Fulacht fia, Inchanappa, Co. Wicklow
Co. Wicklow |
Settlement Sites
Scattered across the Irish countryside in their thousands, fulachtaí fia are among the most quietly puzzling monuments of prehistoric Ireland.
These low, horseshoe-shaped mounds of fire-cracked stone and charcoal-blackened earth are generally understood to represent the debris of repeated water-heating, in which stones were heated in a fire and dropped into water-filled troughs to bring the liquid to a boil. What they were used for, whether cooking, bathing, or something else entirely, remains a matter of active discussion among archaeologists. The example at Inchanappa, in County Wicklow, is one of three such monuments identified close together in the same area, which already sets it apart from a chance, isolated find.

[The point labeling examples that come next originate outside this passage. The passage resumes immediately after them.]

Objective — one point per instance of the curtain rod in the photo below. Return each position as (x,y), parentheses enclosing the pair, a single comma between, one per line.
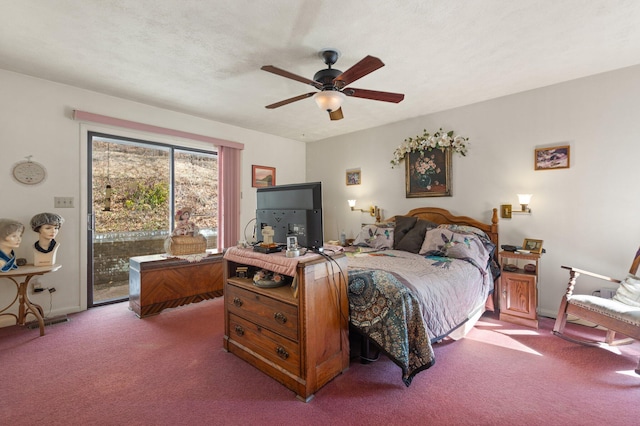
(118,122)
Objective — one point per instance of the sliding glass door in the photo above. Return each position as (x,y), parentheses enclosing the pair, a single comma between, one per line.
(136,186)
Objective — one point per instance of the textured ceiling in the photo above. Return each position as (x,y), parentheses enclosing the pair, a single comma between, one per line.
(204,57)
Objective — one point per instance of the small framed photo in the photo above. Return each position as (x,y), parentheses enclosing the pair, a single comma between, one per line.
(354,177)
(534,246)
(555,157)
(263,176)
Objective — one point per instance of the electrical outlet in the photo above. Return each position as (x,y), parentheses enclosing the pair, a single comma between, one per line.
(607,293)
(63,202)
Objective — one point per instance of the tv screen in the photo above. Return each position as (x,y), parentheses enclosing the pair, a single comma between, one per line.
(292,211)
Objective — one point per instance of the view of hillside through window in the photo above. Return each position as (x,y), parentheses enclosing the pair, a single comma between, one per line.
(140,187)
(132,185)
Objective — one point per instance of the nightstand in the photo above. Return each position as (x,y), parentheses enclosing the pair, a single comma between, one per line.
(519,288)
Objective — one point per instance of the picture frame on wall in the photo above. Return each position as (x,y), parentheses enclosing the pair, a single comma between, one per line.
(262,176)
(534,246)
(555,157)
(428,173)
(354,177)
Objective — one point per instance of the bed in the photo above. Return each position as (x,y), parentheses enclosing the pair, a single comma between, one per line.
(419,278)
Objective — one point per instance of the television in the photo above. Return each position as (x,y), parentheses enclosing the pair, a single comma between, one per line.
(293,210)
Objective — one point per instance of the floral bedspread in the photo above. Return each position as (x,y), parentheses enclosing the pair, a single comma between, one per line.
(404,302)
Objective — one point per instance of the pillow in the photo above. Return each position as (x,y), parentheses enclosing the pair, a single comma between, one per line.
(413,239)
(375,236)
(629,291)
(444,242)
(464,229)
(403,225)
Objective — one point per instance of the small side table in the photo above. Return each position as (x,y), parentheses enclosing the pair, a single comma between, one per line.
(519,289)
(26,307)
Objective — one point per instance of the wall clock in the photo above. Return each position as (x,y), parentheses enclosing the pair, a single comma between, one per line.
(29,172)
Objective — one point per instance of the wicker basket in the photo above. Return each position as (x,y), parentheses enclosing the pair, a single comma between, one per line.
(178,245)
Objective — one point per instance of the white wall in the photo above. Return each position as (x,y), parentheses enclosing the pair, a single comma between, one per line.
(586,215)
(35,119)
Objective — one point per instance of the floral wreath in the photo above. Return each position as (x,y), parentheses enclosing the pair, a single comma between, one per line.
(426,142)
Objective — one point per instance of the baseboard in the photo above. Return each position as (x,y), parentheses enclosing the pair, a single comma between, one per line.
(47,321)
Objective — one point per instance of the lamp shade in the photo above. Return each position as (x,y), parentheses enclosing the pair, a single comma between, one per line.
(524,198)
(329,100)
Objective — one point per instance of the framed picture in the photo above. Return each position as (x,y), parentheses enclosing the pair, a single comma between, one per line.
(262,176)
(534,246)
(555,157)
(428,173)
(505,211)
(354,177)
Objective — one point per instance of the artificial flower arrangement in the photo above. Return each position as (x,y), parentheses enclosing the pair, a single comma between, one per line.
(427,142)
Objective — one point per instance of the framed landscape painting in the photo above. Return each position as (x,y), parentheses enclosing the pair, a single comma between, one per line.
(263,176)
(354,177)
(428,173)
(555,157)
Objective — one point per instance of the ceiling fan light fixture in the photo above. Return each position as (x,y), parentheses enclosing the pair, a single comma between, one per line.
(329,100)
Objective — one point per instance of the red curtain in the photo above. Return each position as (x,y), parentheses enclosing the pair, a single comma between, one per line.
(229,165)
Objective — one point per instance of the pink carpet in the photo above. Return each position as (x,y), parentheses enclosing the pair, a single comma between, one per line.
(107,367)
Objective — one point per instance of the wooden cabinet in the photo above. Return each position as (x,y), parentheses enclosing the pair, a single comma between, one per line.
(157,282)
(297,334)
(519,288)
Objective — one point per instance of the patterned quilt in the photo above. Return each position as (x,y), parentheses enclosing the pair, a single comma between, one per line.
(404,302)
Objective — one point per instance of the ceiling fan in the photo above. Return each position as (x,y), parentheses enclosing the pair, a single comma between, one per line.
(333,83)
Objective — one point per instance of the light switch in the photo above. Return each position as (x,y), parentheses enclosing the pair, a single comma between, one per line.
(63,202)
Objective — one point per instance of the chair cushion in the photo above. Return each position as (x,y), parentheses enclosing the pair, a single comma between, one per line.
(609,307)
(629,291)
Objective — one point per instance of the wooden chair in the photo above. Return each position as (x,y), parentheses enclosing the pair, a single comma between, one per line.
(614,315)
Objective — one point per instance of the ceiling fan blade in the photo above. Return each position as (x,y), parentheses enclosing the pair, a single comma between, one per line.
(336,115)
(290,100)
(292,76)
(366,66)
(374,95)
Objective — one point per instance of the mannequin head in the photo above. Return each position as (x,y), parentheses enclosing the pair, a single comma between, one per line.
(41,219)
(10,234)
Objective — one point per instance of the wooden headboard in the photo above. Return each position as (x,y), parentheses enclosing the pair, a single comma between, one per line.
(442,216)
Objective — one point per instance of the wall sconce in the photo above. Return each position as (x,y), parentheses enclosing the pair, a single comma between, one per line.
(524,200)
(373,210)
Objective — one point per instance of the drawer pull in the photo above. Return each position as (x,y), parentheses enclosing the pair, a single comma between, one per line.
(280,317)
(282,352)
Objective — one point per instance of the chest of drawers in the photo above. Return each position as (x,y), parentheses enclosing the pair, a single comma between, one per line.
(296,334)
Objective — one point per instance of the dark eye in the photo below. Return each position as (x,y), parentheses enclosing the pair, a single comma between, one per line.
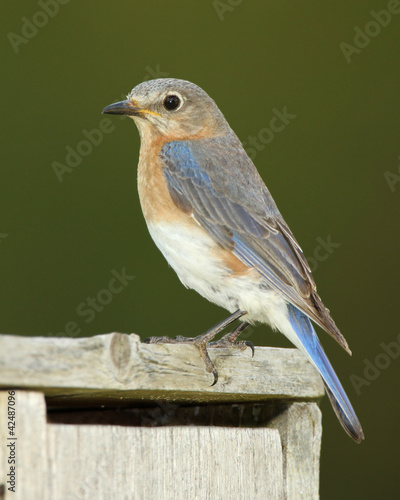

The Inchanappa fulacht fia came to light during archaeological monitoring in 2004, as part of work carried out under Excavation Licence 04E1334, and was subsequently excavated the following year. When fully recorded, it proved to be a roughly circular burnt-mound deposit measuring thirteen metres by fifteen metres and surviving to a depth of around thirty centimetres, a modest but legible presence in the ground. Beneath it, two pits interpreted as troughs had been sealed by the accumulated mound material over millennia. A radiocarbon date obtained from one of those troughs placed the site in the Early Bronze Age, broadly the period from around 2500 to 1500 BC, confirming that people were using this spot for fire and water some four thousand years ago. The proximity of two further fulachtaí fia in the same landscape suggests this was not an incidental or one-off activity, but a place people returned to, or at least a locality where such work was carried out on some scale.